En la entrada del edificio se topa con Sergio (Marcelo Subiotto), quien se ofrece a llevarla hasta la casa. Por lo visto, ella y Sergio son o fueron amantes. Entre ambos hay más cuentas impagas (más deudas) que ardor. Sergio, sin embargo, está dispuesto a ayudarla. Cruzan al conurbano por algún puente de zona sur. En casa, Mónica se encuentra con su marido Pablo (Edgardo Castro), que, en piyama, desaliñado y con la barba crecida, parece el monumento a la depresión. Mónica busca unos ahorros, no los encuentra, discuten y antes de irse agrega varios ladrillos a ese monumento.
El mundo de La deuda es uno de clase media pauperizada. “Tenés auto nuevo”, le dice Mónica a Sergio. “Bueno, nuevo…”, sacude él la cabeza. “Nuevo para mí puede ser. Pero muy nuevo no es”. Los vínculos están deteriorados: en la escena inicial, cuando Mónica bajó a la vereda a fumar un cigarrillo, una mamá le tira un juguete al hijo. En casa de Laura están preocupados con el costo del colegio para los hijos. El marido de Mónica, que da toda la sensación de estar desocupado, guarda celosamente los escasos ahorritos.
La relación con Sergio se parece más a una transacción, con el interés del préstamo de por medio. Al final de la noche, en el bingo de Avellaneda, Mónica se encontrará con una adicta al juego que le es sumamente familiar y que no parece en condiciones de ir más allá de la palabra “yo” (Leonor Manso). En la calle se oyen sirenas, estacionan patrulleros, alguien se lamenta sobre el cordón de la vereda.

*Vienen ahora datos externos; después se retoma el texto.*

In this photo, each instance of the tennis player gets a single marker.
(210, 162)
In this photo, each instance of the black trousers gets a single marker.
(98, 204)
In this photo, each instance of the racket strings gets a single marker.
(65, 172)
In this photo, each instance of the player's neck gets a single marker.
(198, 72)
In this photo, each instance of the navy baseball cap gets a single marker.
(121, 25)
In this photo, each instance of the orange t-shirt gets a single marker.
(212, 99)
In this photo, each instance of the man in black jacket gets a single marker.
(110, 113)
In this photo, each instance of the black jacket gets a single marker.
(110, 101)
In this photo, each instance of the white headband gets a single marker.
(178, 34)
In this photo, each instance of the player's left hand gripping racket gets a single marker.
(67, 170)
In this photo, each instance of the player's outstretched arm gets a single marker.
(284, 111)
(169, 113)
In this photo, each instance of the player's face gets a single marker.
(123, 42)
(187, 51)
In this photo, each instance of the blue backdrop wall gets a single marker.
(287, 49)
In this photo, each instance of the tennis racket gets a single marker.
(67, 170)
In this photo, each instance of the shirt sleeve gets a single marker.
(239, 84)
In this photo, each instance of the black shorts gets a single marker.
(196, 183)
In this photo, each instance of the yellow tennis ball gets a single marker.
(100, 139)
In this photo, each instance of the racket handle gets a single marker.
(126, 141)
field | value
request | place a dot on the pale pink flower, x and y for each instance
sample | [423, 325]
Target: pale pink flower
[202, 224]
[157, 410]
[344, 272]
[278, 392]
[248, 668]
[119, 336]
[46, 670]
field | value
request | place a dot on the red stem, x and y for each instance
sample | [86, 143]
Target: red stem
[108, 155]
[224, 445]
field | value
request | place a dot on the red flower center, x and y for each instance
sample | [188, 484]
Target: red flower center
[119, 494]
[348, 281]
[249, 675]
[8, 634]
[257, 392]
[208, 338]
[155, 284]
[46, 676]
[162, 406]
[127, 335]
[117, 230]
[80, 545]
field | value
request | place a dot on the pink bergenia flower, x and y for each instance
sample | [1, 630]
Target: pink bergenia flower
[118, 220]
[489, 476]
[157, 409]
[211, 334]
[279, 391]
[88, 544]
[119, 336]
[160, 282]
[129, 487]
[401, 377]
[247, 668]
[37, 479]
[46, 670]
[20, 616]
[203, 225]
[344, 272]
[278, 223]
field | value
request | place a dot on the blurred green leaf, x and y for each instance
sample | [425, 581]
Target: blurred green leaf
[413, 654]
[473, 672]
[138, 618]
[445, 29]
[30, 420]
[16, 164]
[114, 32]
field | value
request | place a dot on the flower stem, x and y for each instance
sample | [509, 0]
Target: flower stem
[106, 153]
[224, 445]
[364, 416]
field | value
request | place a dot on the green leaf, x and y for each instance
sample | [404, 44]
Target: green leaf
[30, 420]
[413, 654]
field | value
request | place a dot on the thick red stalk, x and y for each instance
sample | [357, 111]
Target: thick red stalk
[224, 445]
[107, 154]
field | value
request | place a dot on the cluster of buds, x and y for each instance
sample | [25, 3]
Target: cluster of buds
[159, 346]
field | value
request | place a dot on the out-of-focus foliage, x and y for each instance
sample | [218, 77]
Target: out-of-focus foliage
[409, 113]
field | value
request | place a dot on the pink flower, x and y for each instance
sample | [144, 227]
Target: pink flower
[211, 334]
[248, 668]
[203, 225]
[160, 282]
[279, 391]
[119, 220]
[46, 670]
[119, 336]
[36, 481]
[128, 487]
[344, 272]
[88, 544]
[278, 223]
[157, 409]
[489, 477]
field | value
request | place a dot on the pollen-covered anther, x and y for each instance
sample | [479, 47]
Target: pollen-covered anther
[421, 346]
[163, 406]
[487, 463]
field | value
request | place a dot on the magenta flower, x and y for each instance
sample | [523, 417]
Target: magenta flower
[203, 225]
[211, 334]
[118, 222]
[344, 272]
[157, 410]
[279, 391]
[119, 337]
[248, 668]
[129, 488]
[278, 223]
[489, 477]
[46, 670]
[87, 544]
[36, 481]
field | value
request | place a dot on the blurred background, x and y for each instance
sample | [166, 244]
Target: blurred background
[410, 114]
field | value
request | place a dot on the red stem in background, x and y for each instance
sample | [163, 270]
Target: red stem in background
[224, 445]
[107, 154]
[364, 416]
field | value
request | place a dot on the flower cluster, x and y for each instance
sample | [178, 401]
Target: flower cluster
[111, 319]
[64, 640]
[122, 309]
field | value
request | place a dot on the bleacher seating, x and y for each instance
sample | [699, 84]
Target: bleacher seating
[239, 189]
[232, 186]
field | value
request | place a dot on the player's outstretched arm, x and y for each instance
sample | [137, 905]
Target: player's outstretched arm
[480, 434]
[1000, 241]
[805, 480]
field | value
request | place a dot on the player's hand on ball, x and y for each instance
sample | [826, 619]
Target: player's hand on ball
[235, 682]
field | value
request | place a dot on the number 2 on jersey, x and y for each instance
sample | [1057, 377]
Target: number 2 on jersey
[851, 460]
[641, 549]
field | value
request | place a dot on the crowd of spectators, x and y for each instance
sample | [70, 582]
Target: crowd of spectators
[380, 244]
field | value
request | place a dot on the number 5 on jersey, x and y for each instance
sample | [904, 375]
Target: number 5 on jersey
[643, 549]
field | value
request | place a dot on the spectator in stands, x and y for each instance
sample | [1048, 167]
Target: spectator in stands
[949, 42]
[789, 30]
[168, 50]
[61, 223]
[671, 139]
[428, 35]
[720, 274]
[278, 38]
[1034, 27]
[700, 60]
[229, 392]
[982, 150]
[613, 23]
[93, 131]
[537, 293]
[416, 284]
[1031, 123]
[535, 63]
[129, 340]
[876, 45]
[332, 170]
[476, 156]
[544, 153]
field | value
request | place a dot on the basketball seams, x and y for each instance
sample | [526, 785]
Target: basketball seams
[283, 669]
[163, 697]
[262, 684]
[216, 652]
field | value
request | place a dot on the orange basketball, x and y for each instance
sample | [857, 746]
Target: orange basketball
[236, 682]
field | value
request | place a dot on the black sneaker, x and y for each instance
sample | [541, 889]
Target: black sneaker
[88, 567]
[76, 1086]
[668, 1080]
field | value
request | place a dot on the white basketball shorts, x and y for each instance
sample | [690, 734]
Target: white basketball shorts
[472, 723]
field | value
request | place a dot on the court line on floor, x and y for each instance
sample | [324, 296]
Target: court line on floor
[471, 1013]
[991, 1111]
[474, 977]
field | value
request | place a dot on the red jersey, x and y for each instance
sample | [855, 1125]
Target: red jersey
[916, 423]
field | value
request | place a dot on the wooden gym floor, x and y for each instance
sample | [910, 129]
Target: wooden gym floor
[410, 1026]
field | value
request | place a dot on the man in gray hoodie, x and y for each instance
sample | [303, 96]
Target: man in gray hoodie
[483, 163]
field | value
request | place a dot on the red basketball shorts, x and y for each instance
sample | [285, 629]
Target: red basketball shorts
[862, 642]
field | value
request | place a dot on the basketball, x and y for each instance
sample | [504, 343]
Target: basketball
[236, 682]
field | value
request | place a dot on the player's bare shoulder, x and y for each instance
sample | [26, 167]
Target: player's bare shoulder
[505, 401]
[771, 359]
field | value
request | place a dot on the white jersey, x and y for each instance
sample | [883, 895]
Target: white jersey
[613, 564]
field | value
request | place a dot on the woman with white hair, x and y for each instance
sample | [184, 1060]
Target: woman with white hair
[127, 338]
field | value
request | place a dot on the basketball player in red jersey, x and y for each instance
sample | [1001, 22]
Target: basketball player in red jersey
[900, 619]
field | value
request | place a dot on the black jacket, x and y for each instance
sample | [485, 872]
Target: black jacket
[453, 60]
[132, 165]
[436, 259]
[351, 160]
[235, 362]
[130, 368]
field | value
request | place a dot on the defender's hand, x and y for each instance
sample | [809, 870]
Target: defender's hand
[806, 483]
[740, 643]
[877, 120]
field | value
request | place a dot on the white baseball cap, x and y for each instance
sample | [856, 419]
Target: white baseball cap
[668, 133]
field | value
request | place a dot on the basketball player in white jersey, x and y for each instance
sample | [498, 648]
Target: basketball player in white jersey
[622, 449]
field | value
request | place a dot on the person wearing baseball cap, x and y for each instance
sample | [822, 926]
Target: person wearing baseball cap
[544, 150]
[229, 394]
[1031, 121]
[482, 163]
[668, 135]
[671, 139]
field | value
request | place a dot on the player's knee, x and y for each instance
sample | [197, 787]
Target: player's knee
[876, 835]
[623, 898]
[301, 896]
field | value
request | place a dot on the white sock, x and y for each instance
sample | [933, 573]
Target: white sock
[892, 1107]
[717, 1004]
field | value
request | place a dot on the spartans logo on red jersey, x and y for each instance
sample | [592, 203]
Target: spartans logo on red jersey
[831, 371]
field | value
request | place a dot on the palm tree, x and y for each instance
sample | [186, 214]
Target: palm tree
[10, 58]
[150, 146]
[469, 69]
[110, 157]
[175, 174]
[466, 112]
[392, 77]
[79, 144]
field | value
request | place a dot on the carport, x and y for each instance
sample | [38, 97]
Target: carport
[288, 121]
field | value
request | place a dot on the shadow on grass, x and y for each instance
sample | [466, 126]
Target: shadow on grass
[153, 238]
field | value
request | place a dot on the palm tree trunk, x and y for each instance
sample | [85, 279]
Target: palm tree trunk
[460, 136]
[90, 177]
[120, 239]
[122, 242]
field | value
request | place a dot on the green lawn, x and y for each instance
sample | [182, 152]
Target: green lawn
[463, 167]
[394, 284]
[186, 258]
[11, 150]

¿De qué deuda hablará el título, aparte de la literal? ¿De la que la sociedad tiene con el mundo de los afectos? ¿De la social? ¿De la externa, que hace de cada peso un tesoro? Mónica se ofrece a la cámara como esfinge o pantalla: no hay modo de ver a través de ella. De los planos de ambiente, siempre en fuga gracias al uso del teleobjetivo, puede componerse, tentativamente, el mapa de muros y cortinas metálicas de lo que alguna vez, hace mucho tiempo, fue una zona fabril. El viaje es nocturno: no hay lugar para ninguna luz. La deuda es una película absolutamente interna y, a la vez, una suerte de fresco urbano: esto no será toda la Argentina, pero es, seguro, una parte significativa de ella.